Following the committee vote, the next step would be consideration of the committee’s motion by the full House. A debate and vote on it would be scheduled by Speaker Nancy Pelosi (D-Calif.) and her leadership team. Ultimately, the matter is expected to end up in court.
The contempt motion and Trump’s assertion of executive privilege to protect the two-volume Mueller report, which resulted in no charges for criminal conspiracy or obstruction, escalated the battle between the White House and House Democrats over their probes of Trump.
Press secretary Sarah Sanders, moments before the hearing began, called the subpoena for the report a “blatant abuse of power” and said, “Neither the White House nor Attorney General Barr will comply with Chairman Nadler’s unlawful and reckless demands.”
Sanders said the president had asserted a “protective executive privilege” of the report, including redacted materials and underlying evidence that was withheld — and even the entire version already made public.
Barr, in a letter Wednesday, urged Trump to assert a “preliminary, protective assertion” of privilege until he makes a final decision about which of the special counsel’s files would be covered, noting that they contain millions of pages of classified and unclassified information.
The Justice Department had warned Nadler that Trump would assert executive privilege if Nadler held his hearing to vote on a contempt motion after talks between it and the committee on the scope of access to the report and materials broke down late Tuesday night.
As he opened the hearing Wednesday, Nadler said the committee is “legally entitled to receive” and “constitutionally obligated to review” the Mueller report, and he criticized the White House claim of executive privilege.

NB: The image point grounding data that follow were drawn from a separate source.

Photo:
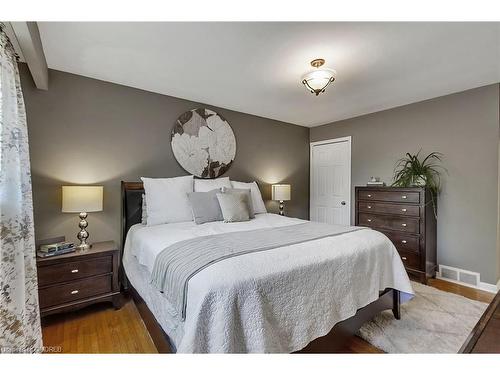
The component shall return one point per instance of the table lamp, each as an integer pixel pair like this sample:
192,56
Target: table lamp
281,193
82,199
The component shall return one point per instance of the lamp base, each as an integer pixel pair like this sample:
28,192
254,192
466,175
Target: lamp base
83,247
83,235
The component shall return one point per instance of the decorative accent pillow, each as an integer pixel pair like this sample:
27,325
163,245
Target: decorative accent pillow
166,199
205,206
258,203
144,217
208,185
247,192
234,207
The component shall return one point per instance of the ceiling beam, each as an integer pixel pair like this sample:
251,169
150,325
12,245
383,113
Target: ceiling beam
28,39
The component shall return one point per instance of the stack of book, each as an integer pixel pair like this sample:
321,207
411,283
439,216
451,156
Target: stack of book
57,248
375,181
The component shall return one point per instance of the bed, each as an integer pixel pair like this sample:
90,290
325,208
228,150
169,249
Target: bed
305,297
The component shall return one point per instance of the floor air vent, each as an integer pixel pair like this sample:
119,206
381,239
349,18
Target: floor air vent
458,275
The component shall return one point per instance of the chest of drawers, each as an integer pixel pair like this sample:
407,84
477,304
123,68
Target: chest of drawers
71,281
406,217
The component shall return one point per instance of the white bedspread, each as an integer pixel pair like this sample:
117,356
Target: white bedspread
272,301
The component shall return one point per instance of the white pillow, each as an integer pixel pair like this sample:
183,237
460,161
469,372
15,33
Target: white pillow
167,200
258,203
202,185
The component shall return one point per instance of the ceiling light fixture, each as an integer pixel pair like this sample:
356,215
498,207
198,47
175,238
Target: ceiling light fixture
317,80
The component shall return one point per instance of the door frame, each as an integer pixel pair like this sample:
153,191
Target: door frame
347,139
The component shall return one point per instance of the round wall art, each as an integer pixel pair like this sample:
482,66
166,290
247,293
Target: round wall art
203,143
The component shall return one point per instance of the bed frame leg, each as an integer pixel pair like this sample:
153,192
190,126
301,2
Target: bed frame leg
396,304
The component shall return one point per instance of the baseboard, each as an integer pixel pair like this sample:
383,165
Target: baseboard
492,288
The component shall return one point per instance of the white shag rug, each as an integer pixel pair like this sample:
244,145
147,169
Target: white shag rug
432,322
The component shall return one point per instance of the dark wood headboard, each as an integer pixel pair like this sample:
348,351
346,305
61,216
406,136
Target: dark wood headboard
131,207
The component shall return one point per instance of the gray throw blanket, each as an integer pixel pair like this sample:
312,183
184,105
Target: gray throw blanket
178,263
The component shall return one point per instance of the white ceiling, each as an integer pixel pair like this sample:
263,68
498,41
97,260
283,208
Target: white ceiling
256,67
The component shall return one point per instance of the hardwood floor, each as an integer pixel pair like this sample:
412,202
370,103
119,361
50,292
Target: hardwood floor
98,329
102,329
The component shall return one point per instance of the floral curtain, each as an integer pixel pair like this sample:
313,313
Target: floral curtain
20,330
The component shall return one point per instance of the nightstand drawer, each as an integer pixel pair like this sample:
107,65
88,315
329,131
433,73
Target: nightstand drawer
389,196
69,271
404,241
76,290
403,224
389,208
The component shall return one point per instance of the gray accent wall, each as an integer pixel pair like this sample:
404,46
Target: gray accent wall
465,128
86,131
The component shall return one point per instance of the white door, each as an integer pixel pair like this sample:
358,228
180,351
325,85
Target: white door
331,181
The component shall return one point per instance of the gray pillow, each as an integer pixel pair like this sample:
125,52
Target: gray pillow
247,192
205,206
234,207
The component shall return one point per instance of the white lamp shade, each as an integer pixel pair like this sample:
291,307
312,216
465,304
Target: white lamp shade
82,198
281,192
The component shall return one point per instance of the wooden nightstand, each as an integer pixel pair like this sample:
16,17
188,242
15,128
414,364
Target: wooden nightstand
75,280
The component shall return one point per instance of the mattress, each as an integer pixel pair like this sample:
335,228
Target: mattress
272,301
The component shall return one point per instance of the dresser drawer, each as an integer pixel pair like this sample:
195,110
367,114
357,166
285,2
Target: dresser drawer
68,271
410,259
403,241
80,289
404,224
390,196
389,208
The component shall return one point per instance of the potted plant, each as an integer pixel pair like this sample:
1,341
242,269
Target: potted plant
410,171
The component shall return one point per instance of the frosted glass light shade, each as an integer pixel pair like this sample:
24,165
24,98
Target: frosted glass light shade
281,192
317,80
82,198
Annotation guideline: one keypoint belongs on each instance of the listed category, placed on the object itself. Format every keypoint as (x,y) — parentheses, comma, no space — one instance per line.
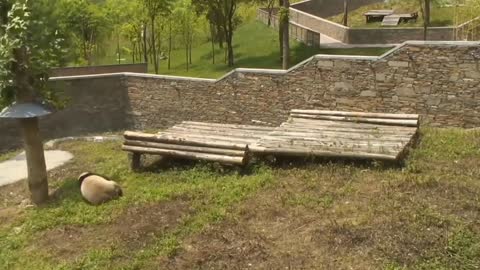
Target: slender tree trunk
(212,34)
(286,37)
(144,38)
(190,46)
(280,30)
(426,20)
(186,56)
(134,51)
(169,43)
(118,48)
(220,36)
(345,12)
(153,46)
(270,12)
(37,171)
(231,59)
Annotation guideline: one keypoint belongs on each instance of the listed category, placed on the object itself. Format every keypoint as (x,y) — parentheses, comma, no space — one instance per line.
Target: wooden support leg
(136,161)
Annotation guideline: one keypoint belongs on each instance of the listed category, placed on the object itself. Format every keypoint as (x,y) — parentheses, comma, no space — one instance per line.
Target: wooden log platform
(353,135)
(223,143)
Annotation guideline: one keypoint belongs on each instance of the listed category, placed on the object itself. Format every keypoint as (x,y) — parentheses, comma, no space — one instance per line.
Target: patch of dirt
(136,228)
(276,236)
(9,215)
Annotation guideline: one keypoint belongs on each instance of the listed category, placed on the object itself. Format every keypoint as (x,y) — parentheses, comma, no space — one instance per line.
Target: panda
(97,189)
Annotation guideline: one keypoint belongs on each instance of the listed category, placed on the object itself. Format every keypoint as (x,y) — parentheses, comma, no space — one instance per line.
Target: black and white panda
(97,189)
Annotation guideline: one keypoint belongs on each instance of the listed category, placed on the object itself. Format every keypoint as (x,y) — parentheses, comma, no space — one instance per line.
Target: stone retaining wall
(306,19)
(75,71)
(439,80)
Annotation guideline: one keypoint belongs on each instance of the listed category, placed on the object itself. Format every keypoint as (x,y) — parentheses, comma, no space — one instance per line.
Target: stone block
(434,101)
(468,66)
(405,92)
(380,77)
(473,74)
(368,93)
(325,64)
(398,63)
(342,64)
(343,86)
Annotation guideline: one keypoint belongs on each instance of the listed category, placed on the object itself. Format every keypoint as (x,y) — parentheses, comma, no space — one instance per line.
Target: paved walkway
(14,170)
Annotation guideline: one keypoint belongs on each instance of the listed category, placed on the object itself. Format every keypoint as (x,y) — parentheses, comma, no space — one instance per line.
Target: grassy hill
(305,215)
(255,46)
(440,15)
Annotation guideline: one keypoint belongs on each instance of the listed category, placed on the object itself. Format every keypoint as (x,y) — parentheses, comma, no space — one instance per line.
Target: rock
(398,63)
(405,92)
(368,93)
(324,64)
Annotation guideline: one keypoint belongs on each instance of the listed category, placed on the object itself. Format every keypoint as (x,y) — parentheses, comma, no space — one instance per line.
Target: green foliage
(28,27)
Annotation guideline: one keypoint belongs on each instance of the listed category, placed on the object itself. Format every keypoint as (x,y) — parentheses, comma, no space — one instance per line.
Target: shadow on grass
(69,190)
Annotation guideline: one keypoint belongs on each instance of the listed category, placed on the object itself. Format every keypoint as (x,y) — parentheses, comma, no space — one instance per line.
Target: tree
(153,9)
(222,13)
(345,12)
(425,10)
(119,12)
(29,46)
(284,30)
(87,23)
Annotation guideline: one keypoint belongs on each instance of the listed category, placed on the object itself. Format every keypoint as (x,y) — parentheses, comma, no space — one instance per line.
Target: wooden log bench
(222,143)
(353,135)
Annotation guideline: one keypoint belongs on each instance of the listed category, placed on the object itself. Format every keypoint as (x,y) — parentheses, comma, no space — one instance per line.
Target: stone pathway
(15,169)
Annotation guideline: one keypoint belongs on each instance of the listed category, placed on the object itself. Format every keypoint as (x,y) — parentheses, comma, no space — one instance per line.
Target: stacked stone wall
(438,80)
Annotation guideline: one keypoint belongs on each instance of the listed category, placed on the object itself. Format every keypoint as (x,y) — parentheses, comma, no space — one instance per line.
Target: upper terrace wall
(440,81)
(328,8)
(76,71)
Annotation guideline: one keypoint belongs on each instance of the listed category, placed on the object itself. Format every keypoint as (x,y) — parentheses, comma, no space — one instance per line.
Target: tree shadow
(69,190)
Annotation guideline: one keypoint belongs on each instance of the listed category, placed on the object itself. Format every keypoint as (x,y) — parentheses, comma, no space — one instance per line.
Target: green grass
(255,46)
(8,155)
(422,216)
(440,16)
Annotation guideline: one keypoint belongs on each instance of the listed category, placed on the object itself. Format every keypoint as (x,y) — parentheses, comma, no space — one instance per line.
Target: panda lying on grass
(97,189)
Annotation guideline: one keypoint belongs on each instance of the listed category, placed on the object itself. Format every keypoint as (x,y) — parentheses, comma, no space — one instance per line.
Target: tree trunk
(427,12)
(118,48)
(280,31)
(186,53)
(153,46)
(212,34)
(145,55)
(190,47)
(169,43)
(134,51)
(286,37)
(345,12)
(220,36)
(37,171)
(231,59)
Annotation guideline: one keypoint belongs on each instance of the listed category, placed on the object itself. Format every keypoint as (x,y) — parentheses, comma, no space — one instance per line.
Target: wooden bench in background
(223,143)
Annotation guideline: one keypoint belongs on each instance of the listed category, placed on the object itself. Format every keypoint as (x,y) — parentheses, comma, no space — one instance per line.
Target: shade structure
(24,110)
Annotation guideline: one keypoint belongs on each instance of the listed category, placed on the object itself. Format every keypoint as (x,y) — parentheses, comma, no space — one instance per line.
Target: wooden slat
(399,122)
(358,114)
(185,154)
(356,125)
(184,141)
(336,135)
(308,152)
(207,150)
(213,138)
(229,125)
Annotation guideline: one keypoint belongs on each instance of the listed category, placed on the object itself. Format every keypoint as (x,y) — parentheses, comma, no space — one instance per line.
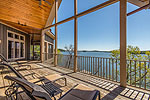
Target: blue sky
(100,30)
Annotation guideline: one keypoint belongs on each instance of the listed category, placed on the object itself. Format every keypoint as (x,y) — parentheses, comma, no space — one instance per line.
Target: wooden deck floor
(109,90)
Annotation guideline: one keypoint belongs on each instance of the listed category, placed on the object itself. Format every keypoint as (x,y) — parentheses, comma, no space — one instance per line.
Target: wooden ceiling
(139,3)
(25,12)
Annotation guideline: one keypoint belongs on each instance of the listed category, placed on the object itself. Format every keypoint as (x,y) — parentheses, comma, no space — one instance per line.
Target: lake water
(97,66)
(93,54)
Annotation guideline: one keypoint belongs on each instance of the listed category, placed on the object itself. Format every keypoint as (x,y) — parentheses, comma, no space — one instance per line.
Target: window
(16,36)
(16,46)
(21,38)
(10,49)
(10,35)
(16,49)
(21,49)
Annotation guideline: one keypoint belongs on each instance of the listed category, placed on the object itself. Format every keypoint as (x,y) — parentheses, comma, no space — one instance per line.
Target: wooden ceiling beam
(100,6)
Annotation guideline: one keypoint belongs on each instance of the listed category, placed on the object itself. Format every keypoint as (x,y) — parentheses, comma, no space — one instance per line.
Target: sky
(99,30)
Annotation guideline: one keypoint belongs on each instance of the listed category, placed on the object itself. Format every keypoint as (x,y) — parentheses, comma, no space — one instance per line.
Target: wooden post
(123,18)
(56,8)
(75,35)
(42,46)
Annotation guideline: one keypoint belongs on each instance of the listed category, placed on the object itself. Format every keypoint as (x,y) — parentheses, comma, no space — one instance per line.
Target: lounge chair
(48,78)
(36,92)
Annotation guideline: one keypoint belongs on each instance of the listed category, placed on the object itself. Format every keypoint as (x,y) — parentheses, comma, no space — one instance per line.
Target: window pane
(21,49)
(10,49)
(16,36)
(16,49)
(21,38)
(10,35)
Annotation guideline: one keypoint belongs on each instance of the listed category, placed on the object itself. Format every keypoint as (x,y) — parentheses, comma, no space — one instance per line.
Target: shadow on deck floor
(109,90)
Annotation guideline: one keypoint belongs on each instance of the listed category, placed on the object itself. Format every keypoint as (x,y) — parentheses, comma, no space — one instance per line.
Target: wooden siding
(27,12)
(48,38)
(3,37)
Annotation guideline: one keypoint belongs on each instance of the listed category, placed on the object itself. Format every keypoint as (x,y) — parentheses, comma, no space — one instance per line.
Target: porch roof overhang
(29,16)
(139,3)
(26,15)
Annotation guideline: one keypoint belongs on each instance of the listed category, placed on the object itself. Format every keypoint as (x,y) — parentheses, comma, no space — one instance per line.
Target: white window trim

“Besides misapplying the doctrine of executive privilege,” Nadler said, “this decision represents a clear escalation in the Trump administration’s blanket defiance of Congress’s constitutionally mandated duties.”
He added, “The administration has announced — loud and clear — that it does not recognize Congress as a coequal branch with independent constitutional oversight authority and it will continue to wage its campaign of obstruction.”
Republican after Republican attacked the contempt motion and the motivations of Democrats in quickly moving to it, just about three weeks after issuing a subpoena for the complete report and underlying evidence.
"Why this rush?” asked Collins, the top committee Republican. “Without any valid legislative or administrative reason, we can only assume Democrats, led by the chairman, have resolved to sully Bill Barr’s good name and reputation.”
Collins called the contempt resolution “a cynical, mean-spirited, counterproductive and irresponsible step.”
Republicans also accused Democrats of trying to make Barr break the law by revealing grand jury material that cannot be made public. “You cannot be in contempt for failing to produce what would be illegal to produce without a court order,” said Rep. Louie Gohmert (R-Texas).
But Nadler said he was asking Barr to go to court with the committee to get that information released legally. The committee approved by voice vote an amendment to say that the attorney general would not have to break the law by releasing any of the report or evidence.
Pelosi, who has approached the impeachment question with caution, said Wednesday morning before the hearing that Trump, by blocking witnesses and refusing to comply with document requests and subpoenas, is “becoming self-impeachable.”
Nadler on Wednesday also sent a letter to former White House counsel Don McGahn, warning he could be held in contempt of Congress if he doesn’t testify before the committee later this month. McGahn refused to produce documents to the committee after the White House claimed it controls the documents he generated and that he has no legal claims to them.